A lo anterior se añade, como recuerda Montaigne, que también “la juventud muere en nosotros, que es real y verdaderamente una muerte más dura que la muerte completa de una vida languideciente y que la muerte de la vejez”. Hasta hace un mes yo creía que me estaba despidiendo de la vida poco a poco, lentamente y sentido por sentido. Llevo años percibiendo cómo mis sentidos se desvanecen. Algunas de estas carencias progresivas son invisibles para los demás: he perdido casi por completo el olfato y el gusto. El hedonista que fui ahora distingue un jugo de mango de un jugo de mora solo por el color. Esto me permite ahorrar, porque me da lo mismo un gran vino francés que uno chileno de combate.

También hasta hace un mes me lamentaba por el hecho de haberme quedado casi sordo por el oído derecho. A esto solo le veía una ventaja y era que cuando algún vecino contrataba mariachis a altas horas de la noche, yo apoyaba sobre la almohada el oído izquierdo y la molestia del ruido desaparecía por completo. Creo, además, que le debo la vida a mi sordera. En esa pizzería en Ucrania a la que los rusos le tiraron un misil Iskander de alta precisión, yo me había sentado a la izquierda de Sergio Jaramillo. Como no le entendía lo que me decía, me cambié de puesto para quedar a su derecha, al otro lado de la mesa, de modo que mi oreja izquierda le pudiera oír. Nuestra compañera de viaje, Victoria Amelina, se movió para quedar al lado de Sergio y frente a mí, en el mismo lugar donde yo estaba antes. Poco después, vino el atentado en el que ella quedó herida de muerte y los demás salimos casi ilesos.

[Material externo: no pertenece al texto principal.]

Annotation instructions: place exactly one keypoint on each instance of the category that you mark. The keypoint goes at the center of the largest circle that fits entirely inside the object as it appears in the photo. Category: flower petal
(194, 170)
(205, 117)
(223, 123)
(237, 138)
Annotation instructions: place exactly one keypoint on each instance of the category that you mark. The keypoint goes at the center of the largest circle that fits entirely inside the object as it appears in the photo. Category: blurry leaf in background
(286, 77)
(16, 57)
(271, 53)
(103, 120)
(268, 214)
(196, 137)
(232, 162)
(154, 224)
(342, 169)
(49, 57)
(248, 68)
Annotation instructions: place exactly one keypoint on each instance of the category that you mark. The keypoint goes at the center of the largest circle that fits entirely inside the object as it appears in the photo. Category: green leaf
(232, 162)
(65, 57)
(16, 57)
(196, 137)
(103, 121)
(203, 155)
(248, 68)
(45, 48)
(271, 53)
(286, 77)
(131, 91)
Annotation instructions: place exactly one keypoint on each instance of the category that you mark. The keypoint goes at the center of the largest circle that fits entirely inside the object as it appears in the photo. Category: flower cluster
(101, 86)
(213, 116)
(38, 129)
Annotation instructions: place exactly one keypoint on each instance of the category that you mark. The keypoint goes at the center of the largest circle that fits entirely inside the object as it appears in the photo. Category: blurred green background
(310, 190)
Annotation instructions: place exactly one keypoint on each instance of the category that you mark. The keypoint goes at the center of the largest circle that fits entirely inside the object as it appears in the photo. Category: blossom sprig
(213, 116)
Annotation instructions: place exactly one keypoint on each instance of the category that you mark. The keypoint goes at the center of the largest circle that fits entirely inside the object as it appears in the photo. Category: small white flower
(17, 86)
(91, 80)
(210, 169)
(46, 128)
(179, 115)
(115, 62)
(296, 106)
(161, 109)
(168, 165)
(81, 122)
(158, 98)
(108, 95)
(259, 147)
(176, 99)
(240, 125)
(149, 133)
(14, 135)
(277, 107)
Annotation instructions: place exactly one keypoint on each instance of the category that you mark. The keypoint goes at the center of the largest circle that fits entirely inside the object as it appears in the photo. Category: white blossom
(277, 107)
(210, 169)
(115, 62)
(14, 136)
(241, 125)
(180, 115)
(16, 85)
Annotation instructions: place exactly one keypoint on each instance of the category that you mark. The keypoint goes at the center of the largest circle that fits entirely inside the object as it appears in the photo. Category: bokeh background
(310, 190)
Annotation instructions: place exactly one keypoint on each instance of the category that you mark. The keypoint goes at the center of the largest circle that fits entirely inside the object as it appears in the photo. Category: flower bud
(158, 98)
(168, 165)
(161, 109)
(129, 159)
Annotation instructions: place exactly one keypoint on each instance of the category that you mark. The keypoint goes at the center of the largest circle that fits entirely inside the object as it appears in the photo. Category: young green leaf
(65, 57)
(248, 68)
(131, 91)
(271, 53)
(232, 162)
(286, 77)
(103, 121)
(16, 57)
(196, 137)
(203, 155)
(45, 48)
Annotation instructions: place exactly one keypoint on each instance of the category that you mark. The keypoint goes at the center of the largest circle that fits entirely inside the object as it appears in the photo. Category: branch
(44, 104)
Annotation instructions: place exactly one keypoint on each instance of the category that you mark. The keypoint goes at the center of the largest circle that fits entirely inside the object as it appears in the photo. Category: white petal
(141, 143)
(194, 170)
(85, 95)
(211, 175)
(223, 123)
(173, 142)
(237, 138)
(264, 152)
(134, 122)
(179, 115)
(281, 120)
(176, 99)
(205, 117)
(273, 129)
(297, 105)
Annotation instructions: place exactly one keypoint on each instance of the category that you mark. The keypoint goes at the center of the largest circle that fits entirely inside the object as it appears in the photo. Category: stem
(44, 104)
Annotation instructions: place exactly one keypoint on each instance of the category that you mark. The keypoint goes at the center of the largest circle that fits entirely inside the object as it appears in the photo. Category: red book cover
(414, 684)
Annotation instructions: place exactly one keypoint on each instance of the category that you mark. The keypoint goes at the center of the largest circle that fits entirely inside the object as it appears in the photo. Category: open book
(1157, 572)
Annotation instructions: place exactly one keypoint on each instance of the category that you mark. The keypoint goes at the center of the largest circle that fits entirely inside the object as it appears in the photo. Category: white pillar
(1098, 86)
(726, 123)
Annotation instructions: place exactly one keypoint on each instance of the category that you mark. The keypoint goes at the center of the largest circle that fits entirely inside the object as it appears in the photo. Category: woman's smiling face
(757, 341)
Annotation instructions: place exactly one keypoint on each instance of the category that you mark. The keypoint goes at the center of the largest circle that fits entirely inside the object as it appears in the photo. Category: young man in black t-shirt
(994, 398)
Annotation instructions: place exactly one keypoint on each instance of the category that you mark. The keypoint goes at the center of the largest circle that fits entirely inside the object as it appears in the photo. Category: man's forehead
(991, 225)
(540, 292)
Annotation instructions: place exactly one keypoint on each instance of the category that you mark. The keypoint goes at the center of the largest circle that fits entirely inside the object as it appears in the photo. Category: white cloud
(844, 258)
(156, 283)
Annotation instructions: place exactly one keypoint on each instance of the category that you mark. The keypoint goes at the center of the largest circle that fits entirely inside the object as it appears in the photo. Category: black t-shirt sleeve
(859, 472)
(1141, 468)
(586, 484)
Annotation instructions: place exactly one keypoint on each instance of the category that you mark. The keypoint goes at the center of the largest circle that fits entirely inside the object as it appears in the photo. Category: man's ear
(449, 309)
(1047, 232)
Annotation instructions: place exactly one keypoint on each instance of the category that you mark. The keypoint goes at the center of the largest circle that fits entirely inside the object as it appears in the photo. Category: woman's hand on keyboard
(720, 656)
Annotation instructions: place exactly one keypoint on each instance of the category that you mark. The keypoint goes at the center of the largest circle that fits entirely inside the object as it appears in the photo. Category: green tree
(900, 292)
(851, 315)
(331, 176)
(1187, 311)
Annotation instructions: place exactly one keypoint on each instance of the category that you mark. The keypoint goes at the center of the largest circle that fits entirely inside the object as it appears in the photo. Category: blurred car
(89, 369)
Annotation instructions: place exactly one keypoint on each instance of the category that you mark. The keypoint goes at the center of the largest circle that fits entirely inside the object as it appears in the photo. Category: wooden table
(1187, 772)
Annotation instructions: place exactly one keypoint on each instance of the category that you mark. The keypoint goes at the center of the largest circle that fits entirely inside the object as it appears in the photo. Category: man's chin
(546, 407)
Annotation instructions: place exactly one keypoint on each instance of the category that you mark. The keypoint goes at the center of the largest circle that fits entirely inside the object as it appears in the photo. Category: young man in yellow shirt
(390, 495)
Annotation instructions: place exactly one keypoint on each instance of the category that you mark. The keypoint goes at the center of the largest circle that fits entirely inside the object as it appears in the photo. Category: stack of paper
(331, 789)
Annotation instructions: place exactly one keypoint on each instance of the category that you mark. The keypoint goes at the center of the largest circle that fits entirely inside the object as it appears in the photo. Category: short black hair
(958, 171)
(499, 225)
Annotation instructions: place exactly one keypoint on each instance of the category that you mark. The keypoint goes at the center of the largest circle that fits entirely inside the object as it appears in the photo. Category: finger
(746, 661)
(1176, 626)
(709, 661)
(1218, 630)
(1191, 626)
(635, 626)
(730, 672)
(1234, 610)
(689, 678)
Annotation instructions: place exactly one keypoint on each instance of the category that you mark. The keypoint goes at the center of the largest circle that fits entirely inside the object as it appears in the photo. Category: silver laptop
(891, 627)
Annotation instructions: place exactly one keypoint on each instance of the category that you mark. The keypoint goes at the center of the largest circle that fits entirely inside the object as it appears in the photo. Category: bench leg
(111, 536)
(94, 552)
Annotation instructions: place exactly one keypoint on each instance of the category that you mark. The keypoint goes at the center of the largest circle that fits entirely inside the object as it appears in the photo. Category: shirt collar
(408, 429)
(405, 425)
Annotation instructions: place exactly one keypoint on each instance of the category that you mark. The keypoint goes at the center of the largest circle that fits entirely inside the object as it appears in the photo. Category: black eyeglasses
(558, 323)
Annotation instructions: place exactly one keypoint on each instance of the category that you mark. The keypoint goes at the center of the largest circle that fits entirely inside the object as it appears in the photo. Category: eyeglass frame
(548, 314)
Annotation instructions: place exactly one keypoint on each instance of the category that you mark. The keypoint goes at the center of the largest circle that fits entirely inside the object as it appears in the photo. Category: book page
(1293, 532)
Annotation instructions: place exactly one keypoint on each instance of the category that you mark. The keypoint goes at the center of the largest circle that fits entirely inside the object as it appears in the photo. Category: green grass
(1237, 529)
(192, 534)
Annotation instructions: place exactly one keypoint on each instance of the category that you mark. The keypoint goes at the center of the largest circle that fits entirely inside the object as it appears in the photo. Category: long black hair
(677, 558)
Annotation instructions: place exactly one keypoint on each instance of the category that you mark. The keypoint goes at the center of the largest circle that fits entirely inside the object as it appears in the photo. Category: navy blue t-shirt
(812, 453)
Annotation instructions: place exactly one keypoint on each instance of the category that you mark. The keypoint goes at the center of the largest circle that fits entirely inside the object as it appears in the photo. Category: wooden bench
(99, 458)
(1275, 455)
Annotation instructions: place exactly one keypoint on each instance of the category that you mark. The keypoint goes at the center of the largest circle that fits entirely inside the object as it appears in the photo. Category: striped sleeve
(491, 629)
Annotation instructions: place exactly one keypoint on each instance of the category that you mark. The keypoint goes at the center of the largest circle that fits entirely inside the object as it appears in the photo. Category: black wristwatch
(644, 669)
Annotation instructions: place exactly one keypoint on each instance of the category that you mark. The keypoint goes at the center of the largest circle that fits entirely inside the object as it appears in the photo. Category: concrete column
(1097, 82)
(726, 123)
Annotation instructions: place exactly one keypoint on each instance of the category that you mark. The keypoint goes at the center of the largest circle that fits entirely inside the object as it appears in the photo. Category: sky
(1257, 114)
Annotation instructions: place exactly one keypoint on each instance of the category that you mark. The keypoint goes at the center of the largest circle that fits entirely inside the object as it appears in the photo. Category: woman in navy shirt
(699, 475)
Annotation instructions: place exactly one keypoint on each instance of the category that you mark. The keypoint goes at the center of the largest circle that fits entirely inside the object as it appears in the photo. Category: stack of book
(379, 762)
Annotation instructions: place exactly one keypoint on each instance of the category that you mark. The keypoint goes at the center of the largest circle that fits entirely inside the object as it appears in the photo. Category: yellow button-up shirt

Si filosofar es aprender a morir, como enseña Montaigne, hace poco más de un mes aprendí a no quejarme más de la vejez ni de la muerte lenta, a convivir serenamente con ellas, y a no exponer mi vida a situaciones de violencia, ni siquiera por una causa justa como es la lucha contra la invasión rusa de Ucrania y los crímenes de guerra de Putin en ese país. Seguiré denunciando los horrores que comete Rusia en Ucrania (últimamente bombardear catedrales y graneros llenos de trigo), pero haré lo posible por morirme de viejo y en mi propia cama, como mi madre, y no por violencia asesina de los malévolos, como mi padre. Aunque, claro, uno la propia muerte, salvo un suicidio, no la puede decidir.